Editorial: About-face on Iraq

Some Republican lawmakers evidently are backing away from President Bush's Iraq war policy, as the public's opinion of the war plummets and the November elections approach.

According to a story by the Washington Post on Thursday, congressional Republicans are edging away from President Bush's stay-the-course stubbornness and are saying that they don't have to agree with his every decision about the war. His policy, they say, has left America with two tough choices in the war - to stay and fight or concede defeat to terrorists.

It represents a turnaround for the GOP politicians who have long accused those who question Bush's war policies of being unpatriotic and even sympathetic to terrorists.

Probably the most dramatic of these changes came from Sen. John Thune, R-S.D., who recently told the National Press Club that candidates who want to win re-election this year "obviously don't embrace the president and his agenda."

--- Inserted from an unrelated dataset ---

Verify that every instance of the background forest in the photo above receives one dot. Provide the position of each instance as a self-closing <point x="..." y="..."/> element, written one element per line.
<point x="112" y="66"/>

This, from the same man who, when appearing on television's "Meet the Press" in 2004 with Sen. Tom Daschle - a man Thune later defeated - said Daschle's criticism of Bush's Iraq policy served to "embolden the enemy." Evidently, Thune now figures staying the course emboldens Democrats running against Republicans in November.

Rep. Gil Gutknecht, R-Minn., returned from a visit to Iraq last week calling for immediate troop withdrawals, saying that the situation was worse "than we'd been led to believe." Of Bush's position, Gutknecht told the Post that "I don't think that course is politically sustainable."

How these caged birds are singing now. One would think that the deaths of more than 2,500 American military personnel, the wounding of more than 18,000 others and a death toll among Iraqi citizens that last month alone amounted to an average of 100 a day would have been enough to grab Republican lawmakers' attention long ago.

One would think that maybe the billions upon billions of dollars being stripped from domestic programs and tossed at this war would have at least raised an eyebrow.

A handful of Republicans have criticized Bush's war plan. Yet it has taken an upcoming election and the very real possibility that the Republicans' political heyday could be ending to make the rest acknowledge the death, destruction and economic disaster wrought by the Bush administration's failing Iraq war policy. It is a shame and a disgrace, to be sure. But, whatever works.